Illinois “Geolocation Privacy Protection Act” Passes Both Houses, Headed to Governor’s Desk

Illinois “Geolocation Privacy Protection Act” Passes Both Houses, Headed to Governor’s Desk

Blog WilmerHale Privacy and Cybersecurity Law

On Tuesday, June 27, the Illinois legislature passed HB 3449, the “Geolocation Privacy Protection Act.” If signed by Governor Bruce Rauner (R), the bill would prohibit a “private entity” from collecting, using, storing or disclosing “geolocation information from a location-based application on a person’s device” unless the entity has first obtained that person’s “affirmative express consent.” As amended, the bill does not contain a private right of action. Instead, violations of the bill may be pursued by the Attorney General or a State’s Attorney under Illinois’s Consumer Fraud and Deceptive Business Act. Before filing a suit, however, the Attorney General or State’s Attorney must provide the business with a 15-day right to cure. 
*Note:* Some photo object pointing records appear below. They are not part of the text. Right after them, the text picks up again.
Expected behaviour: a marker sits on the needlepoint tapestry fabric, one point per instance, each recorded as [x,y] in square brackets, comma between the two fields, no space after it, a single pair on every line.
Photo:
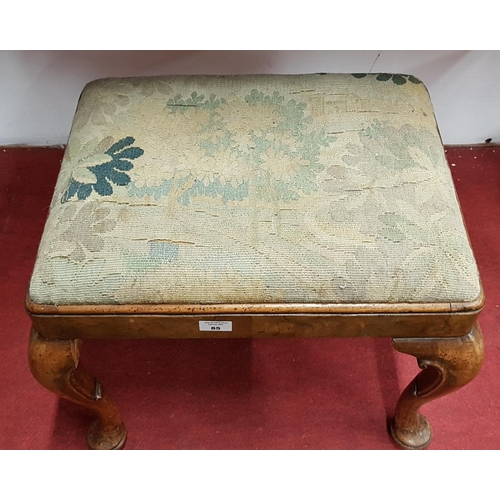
[254,189]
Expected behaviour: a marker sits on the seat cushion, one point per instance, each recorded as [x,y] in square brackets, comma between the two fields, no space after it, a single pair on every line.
[326,188]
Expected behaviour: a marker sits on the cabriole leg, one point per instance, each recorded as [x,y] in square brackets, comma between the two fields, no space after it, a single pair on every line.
[447,365]
[55,364]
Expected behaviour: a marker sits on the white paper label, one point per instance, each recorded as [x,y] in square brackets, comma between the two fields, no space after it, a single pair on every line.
[216,326]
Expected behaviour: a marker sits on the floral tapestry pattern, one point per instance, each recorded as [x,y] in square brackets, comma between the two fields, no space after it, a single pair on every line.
[252,189]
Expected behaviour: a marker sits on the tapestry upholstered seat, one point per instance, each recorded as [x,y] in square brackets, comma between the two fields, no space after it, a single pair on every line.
[210,199]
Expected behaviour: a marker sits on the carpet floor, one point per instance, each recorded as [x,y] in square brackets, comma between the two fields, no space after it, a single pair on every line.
[239,394]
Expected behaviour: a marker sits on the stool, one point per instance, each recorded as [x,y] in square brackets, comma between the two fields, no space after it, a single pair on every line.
[258,206]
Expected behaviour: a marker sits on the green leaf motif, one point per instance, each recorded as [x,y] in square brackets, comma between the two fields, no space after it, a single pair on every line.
[107,173]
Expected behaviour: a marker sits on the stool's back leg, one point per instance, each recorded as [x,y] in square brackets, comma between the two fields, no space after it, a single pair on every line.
[55,364]
[447,365]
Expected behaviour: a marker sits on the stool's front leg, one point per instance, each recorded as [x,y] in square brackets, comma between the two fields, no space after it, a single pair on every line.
[55,364]
[447,364]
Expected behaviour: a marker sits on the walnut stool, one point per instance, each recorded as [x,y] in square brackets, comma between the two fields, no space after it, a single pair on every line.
[256,206]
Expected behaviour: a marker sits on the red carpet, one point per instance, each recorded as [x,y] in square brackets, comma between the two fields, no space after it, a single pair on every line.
[239,394]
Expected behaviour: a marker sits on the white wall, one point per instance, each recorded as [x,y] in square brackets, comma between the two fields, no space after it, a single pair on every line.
[39,89]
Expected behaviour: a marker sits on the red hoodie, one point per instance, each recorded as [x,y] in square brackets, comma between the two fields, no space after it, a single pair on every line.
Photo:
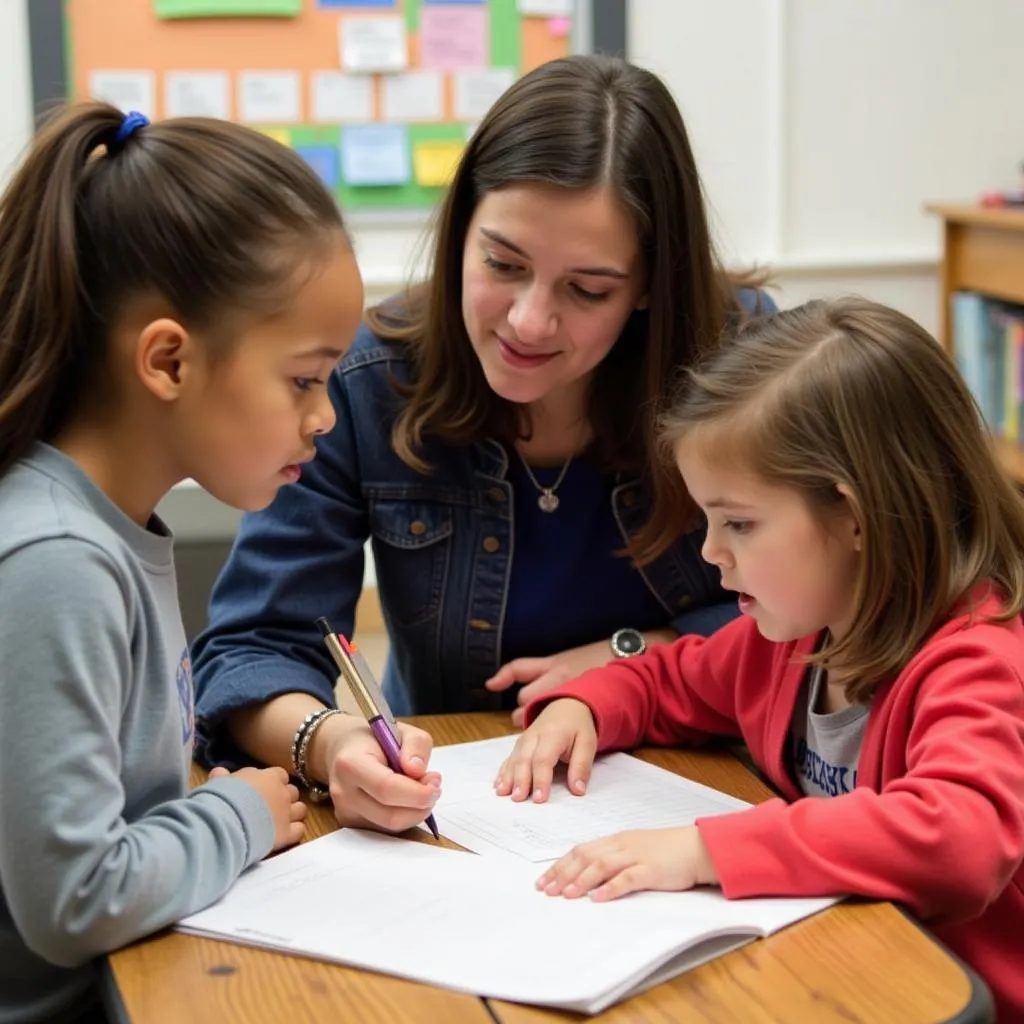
[937,819]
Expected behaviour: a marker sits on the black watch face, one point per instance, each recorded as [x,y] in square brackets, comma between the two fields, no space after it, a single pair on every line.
[629,642]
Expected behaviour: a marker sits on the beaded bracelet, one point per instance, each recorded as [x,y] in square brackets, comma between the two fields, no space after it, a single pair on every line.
[300,747]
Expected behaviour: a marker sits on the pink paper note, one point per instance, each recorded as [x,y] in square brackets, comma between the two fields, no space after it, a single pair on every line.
[559,27]
[453,37]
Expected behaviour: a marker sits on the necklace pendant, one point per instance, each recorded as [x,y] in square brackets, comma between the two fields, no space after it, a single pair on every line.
[548,502]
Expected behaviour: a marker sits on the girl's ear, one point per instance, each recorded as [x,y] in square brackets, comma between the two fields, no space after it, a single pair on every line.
[851,517]
[165,354]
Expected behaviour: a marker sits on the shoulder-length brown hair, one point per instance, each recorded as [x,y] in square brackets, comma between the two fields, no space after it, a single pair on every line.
[854,393]
[577,123]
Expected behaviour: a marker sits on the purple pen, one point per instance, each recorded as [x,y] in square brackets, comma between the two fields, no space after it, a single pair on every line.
[370,699]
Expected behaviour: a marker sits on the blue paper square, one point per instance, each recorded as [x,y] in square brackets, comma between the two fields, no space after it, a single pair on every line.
[325,160]
[375,155]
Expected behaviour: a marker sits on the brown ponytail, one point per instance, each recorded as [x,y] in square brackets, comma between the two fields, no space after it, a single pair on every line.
[196,211]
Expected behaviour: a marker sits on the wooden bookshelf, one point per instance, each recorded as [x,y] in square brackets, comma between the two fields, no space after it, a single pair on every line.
[982,251]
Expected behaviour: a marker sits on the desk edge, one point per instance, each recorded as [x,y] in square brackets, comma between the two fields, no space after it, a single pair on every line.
[110,994]
[980,1008]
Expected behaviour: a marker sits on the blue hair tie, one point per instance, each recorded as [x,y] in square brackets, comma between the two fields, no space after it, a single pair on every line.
[131,124]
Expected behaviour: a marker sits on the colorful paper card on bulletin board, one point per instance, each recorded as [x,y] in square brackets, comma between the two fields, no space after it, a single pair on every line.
[378,95]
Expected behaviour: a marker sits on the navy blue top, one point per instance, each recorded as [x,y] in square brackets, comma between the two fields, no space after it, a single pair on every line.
[452,546]
[566,585]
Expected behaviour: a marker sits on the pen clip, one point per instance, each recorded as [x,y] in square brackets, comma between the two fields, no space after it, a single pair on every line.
[368,680]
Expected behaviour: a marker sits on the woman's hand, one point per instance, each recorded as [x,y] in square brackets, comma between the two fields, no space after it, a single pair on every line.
[543,674]
[668,859]
[364,790]
[563,731]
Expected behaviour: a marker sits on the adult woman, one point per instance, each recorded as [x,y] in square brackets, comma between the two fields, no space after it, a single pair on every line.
[495,438]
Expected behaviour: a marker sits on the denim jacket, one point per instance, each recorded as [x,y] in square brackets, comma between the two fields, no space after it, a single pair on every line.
[441,545]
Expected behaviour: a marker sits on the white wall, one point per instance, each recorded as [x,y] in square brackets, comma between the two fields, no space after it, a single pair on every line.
[15,85]
[821,127]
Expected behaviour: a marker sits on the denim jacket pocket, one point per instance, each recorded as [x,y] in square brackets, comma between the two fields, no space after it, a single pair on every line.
[412,542]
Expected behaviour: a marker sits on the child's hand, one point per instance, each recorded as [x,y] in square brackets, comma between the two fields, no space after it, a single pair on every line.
[563,731]
[281,797]
[667,859]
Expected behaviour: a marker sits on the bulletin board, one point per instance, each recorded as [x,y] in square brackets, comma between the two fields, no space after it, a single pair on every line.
[378,95]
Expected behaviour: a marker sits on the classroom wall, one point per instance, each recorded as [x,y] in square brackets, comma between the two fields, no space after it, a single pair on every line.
[15,87]
[821,127]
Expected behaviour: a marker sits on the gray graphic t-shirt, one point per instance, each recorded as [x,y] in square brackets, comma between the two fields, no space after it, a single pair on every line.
[825,747]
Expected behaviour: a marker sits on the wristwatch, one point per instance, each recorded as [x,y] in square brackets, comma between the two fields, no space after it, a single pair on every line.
[628,643]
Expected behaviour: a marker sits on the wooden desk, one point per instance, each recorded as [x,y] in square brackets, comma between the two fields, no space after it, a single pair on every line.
[855,963]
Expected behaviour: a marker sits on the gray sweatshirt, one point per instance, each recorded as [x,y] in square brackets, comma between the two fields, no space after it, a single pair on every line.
[100,841]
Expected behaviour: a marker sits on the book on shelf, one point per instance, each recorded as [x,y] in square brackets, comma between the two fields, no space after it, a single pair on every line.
[988,339]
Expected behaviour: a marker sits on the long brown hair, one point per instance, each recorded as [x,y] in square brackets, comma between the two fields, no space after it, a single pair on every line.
[854,393]
[205,214]
[577,123]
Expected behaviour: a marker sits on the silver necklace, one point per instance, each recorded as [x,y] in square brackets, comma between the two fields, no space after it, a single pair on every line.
[548,500]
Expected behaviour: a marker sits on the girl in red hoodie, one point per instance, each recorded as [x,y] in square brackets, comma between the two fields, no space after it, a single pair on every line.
[854,503]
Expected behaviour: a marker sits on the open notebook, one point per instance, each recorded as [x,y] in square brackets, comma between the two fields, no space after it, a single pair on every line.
[477,924]
[624,793]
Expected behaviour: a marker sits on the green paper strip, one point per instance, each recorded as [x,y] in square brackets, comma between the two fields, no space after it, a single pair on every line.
[227,8]
[412,8]
[506,34]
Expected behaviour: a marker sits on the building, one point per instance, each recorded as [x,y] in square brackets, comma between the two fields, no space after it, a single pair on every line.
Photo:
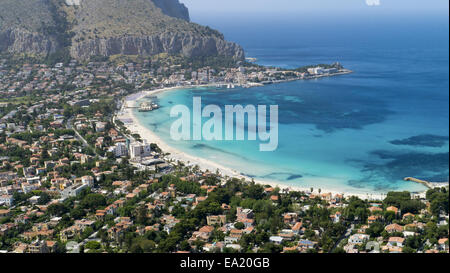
[139,150]
[6,200]
[358,239]
[88,180]
[73,190]
[216,220]
[120,149]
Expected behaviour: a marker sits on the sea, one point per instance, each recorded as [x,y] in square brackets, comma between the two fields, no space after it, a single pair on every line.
[358,133]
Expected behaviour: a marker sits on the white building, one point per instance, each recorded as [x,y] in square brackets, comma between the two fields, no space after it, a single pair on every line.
[138,150]
[358,238]
[73,190]
[88,180]
[6,200]
[100,126]
[120,150]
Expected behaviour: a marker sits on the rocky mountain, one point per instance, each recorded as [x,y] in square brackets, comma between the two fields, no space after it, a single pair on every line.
[86,28]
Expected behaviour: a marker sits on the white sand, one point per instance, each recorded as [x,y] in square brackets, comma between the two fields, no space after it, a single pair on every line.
[204,164]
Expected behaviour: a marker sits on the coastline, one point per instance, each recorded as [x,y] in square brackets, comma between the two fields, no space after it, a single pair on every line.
[135,126]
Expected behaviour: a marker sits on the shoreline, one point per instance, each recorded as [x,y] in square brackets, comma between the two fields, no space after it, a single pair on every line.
[135,126]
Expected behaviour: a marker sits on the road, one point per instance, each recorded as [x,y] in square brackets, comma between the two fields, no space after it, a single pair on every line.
[80,137]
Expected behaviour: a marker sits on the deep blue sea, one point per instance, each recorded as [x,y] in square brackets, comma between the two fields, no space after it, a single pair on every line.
[363,132]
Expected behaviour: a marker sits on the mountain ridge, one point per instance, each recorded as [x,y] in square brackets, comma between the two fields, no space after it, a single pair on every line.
[86,28]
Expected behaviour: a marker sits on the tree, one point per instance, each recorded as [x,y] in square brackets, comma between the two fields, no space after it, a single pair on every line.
[92,201]
[239,225]
[92,245]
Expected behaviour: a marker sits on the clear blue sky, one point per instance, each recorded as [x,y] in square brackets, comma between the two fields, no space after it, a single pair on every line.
[251,7]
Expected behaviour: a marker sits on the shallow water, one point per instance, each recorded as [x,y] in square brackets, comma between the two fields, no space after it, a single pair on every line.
[362,132]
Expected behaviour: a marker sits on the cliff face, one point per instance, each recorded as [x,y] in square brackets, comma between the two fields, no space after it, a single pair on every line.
[173,8]
[185,44]
[107,27]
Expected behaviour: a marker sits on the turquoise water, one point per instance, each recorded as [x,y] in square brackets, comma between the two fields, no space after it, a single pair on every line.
[362,132]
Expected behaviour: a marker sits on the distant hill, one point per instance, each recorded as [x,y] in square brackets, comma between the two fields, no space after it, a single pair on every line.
[85,28]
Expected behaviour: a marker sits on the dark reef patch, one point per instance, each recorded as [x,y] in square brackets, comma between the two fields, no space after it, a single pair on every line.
[404,164]
[422,140]
[324,108]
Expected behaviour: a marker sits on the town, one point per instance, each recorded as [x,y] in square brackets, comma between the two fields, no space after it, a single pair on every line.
[74,180]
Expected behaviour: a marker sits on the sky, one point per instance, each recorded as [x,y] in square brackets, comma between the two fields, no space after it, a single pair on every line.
[200,8]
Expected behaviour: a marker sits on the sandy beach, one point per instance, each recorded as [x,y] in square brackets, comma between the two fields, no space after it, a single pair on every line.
[135,126]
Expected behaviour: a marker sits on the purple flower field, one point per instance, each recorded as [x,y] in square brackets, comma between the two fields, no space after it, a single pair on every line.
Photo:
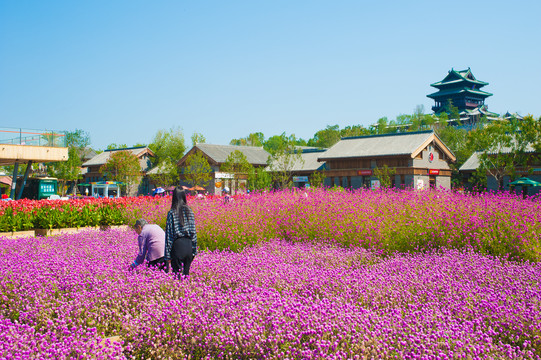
[71,296]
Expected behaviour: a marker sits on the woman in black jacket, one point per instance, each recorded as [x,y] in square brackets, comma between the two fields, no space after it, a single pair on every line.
[180,235]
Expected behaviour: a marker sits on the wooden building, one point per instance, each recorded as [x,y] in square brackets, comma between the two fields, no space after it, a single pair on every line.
[532,170]
[143,153]
[420,160]
[217,155]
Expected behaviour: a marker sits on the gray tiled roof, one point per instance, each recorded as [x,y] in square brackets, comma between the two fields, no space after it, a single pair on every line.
[377,145]
[219,153]
[474,162]
[102,158]
[309,162]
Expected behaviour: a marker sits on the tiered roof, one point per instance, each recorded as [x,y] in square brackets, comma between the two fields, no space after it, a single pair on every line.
[459,82]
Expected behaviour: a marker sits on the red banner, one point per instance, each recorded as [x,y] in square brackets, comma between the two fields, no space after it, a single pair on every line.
[364,172]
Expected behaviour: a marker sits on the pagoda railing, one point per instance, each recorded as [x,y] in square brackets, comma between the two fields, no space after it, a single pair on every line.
[20,136]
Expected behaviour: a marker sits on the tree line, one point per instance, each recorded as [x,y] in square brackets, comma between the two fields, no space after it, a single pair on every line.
[503,146]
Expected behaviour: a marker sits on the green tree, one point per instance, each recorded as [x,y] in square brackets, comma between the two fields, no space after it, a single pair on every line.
[67,171]
[197,170]
[284,159]
[70,171]
[259,179]
[165,173]
[504,149]
[355,130]
[317,179]
[198,138]
[237,164]
[115,146]
[326,138]
[168,144]
[122,166]
[253,139]
[385,174]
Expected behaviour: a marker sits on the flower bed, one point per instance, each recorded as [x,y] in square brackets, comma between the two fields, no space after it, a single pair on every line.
[390,221]
[26,214]
[62,297]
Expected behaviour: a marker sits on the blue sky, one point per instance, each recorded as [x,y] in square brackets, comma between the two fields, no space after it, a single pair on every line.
[121,70]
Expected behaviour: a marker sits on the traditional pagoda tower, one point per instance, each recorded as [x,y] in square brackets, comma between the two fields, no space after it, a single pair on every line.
[462,89]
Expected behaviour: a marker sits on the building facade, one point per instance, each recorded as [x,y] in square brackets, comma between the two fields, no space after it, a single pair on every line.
[216,156]
[462,90]
[419,159]
[532,170]
[144,154]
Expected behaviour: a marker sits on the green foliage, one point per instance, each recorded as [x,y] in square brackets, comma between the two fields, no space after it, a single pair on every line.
[253,139]
[326,138]
[165,173]
[505,148]
[237,164]
[168,144]
[67,171]
[198,138]
[317,179]
[283,159]
[259,179]
[197,169]
[385,174]
[115,146]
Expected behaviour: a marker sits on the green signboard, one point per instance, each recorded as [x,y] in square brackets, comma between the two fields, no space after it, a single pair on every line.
[47,188]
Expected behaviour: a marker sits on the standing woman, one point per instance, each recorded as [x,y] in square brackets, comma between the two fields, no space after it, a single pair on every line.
[180,235]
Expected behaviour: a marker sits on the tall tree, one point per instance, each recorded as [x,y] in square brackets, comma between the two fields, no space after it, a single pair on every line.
[198,138]
[197,169]
[284,159]
[505,148]
[122,166]
[354,130]
[259,179]
[115,146]
[237,164]
[326,138]
[69,171]
[385,175]
[317,179]
[165,173]
[168,144]
[253,139]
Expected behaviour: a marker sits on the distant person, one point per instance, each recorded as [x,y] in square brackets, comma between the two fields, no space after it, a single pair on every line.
[151,242]
[227,197]
[180,235]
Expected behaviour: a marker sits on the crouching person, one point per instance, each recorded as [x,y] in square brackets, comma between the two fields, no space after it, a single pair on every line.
[151,241]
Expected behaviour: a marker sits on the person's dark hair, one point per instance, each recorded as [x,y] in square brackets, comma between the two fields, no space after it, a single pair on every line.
[140,222]
[179,204]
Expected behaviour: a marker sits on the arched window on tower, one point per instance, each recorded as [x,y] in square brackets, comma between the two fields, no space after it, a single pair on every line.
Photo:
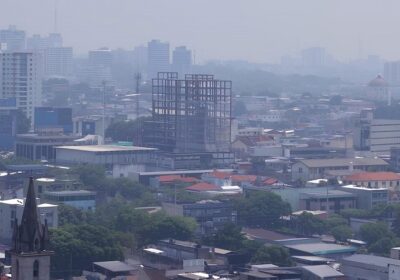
[36,269]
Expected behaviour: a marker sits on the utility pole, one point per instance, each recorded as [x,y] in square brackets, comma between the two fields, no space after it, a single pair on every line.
[138,79]
[104,112]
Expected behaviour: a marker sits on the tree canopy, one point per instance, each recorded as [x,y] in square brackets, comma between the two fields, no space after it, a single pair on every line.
[261,209]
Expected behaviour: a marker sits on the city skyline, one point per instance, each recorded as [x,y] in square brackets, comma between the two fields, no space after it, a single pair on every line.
[261,32]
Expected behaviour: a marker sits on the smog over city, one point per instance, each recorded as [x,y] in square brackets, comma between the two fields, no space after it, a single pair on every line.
[199,139]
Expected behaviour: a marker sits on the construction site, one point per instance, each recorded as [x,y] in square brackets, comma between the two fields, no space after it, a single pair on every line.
[191,115]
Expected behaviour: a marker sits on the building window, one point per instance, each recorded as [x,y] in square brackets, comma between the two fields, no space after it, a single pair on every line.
[36,269]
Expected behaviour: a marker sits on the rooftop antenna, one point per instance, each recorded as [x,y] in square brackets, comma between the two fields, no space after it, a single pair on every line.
[55,16]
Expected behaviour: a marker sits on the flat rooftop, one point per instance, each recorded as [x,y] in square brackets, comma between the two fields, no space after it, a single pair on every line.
[114,266]
[323,271]
[105,148]
[354,187]
[372,260]
[70,193]
[325,194]
[321,248]
[337,162]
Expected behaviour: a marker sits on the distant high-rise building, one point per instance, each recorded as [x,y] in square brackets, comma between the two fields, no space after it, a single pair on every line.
[21,76]
[51,118]
[8,123]
[158,58]
[313,57]
[392,73]
[13,39]
[182,60]
[192,115]
[37,42]
[99,67]
[140,58]
[58,60]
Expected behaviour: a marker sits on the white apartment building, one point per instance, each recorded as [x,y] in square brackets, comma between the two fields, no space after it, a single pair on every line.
[158,58]
[182,60]
[13,208]
[21,76]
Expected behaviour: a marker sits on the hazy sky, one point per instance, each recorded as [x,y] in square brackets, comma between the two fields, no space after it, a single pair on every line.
[255,30]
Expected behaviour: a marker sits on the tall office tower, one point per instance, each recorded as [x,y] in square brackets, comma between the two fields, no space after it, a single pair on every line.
[21,76]
[392,73]
[158,58]
[8,123]
[13,39]
[182,60]
[99,67]
[191,115]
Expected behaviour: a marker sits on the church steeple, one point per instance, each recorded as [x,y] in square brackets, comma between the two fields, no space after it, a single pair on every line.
[30,258]
[31,235]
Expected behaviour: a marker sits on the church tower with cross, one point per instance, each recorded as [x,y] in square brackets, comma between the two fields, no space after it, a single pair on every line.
[30,257]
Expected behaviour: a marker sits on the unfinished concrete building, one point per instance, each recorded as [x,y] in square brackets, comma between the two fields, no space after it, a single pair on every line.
[190,116]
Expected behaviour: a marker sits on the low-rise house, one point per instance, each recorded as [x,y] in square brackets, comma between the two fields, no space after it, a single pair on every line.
[321,272]
[112,270]
[368,267]
[12,209]
[173,255]
[310,169]
[327,250]
[367,197]
[211,215]
[243,145]
[168,180]
[374,179]
[330,200]
[212,190]
[81,199]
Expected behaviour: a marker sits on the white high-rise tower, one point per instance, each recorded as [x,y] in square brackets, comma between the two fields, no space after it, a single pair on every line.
[21,76]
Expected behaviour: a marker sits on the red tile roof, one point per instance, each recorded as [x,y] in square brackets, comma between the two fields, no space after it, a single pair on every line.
[220,174]
[270,181]
[373,176]
[176,178]
[203,187]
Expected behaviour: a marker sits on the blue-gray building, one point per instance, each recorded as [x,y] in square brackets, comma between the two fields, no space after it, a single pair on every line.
[53,118]
[8,123]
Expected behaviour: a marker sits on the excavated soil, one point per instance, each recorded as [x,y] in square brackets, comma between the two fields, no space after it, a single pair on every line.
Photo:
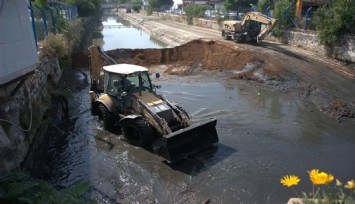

The bill defines “geolocation information” as information (other than the “contents of a communication”) that is “generated by or derived from” the operation of a “mobile device” (a category that includes smart phones, tablets, and laptops) and that is “sufficient to determine or infer the precise location of that device.” IP addresses are specifically exempted from the definition of “geolocation information.” The bill does not further define “precise location.” 

Under the bill, entities collecting geolocation information must provide individuals with: (1) a “clear, prominent, and accurate notice” explaining that geolocation information will be collected, used, or disclosed; (2) the specific purposes for which the individual’s geolocation information will be collected, used, or disclosed; and (3) “a hyperlink or comparably accessible means to access the information” required by the law. The company must also obtain the individuals’ “affirmative express consent” (an undefined term) to the activities described in the notice. A limited number of uses are exempted from this notice and consent requirement, including allowing parents and guardians to locate minor children or legally incapacitated persons, providing emergency services (i.e., fire, police, ambulance, etc.), or “providing storage, security, or authentication services.” A number of regulated entities are also exempt from the bill, including covered entities under HIPAA, internet and telecommunications providers, financial institutions regulated by the GLBA, private detectives, public utilities, and political campaigns.